Reputation: 46
I want to add a column after the agg() function with the number of non-NaNs. "len" does not distinguish between NaNs and non-Nans. In the example bellow, I am exploring the fact that np.sum and np.mean only use non-NaNs into account. But there must be a better way of reaching the same result?
import pandas as pd
import numpy as np
df = pd.DataFrame({'a': [1, 1, 1, 0, 0, 0], 'b': [4, np.NaN, 2, 1, 6, np.NaN]})
df = df.groupby("a")['b'].agg([np.sum, np.mean, np.median, np.std, len])
df['count_non_nan'] = df['sum'] / df['mean']
df
Upvotes: 0
Views: 96
Reputation: 31011
Define a function counting non-null values in the source Series:
def countNotNull(grp):
return grp.notnull().sum()
Don't be misguided by the name of notnull function. It takes into account also NaN values.
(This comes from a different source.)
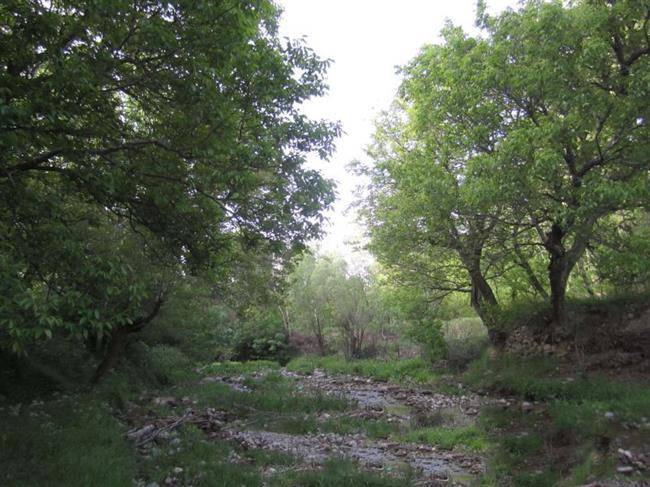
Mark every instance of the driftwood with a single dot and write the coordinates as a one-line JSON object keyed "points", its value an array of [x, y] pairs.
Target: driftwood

Then include this function in your aggregation:
df.groupby("a")['b'].agg([np.sum, np.mean, np.median, np.std, len, countNotNull])
The result is:
sum mean median std len countNotNull
a
0 7.0 3.5 3.5 3.535534 3.0 2.0
1 6.0 3.0 3.0 1.414214 3.0 2.0
Upvotes: 0
Reputation: 37
Replace np.NaN's with 0.
import pandas as pd
import numpy as np
df = pd.DataFrame({'a': [1, 1, 1, 0, 0, 0], 'b': [4, np.NaN, 2, 1, 6, np.NaN]})
df = df.replace(np.nan, 0)
df = df.groupby("a")['b'].agg([np.sum, np.mean, np.median, np.std, len])
df['count_non_nan'] = df['sum'] / df['mean']
df
print(df)
Upvotes: 1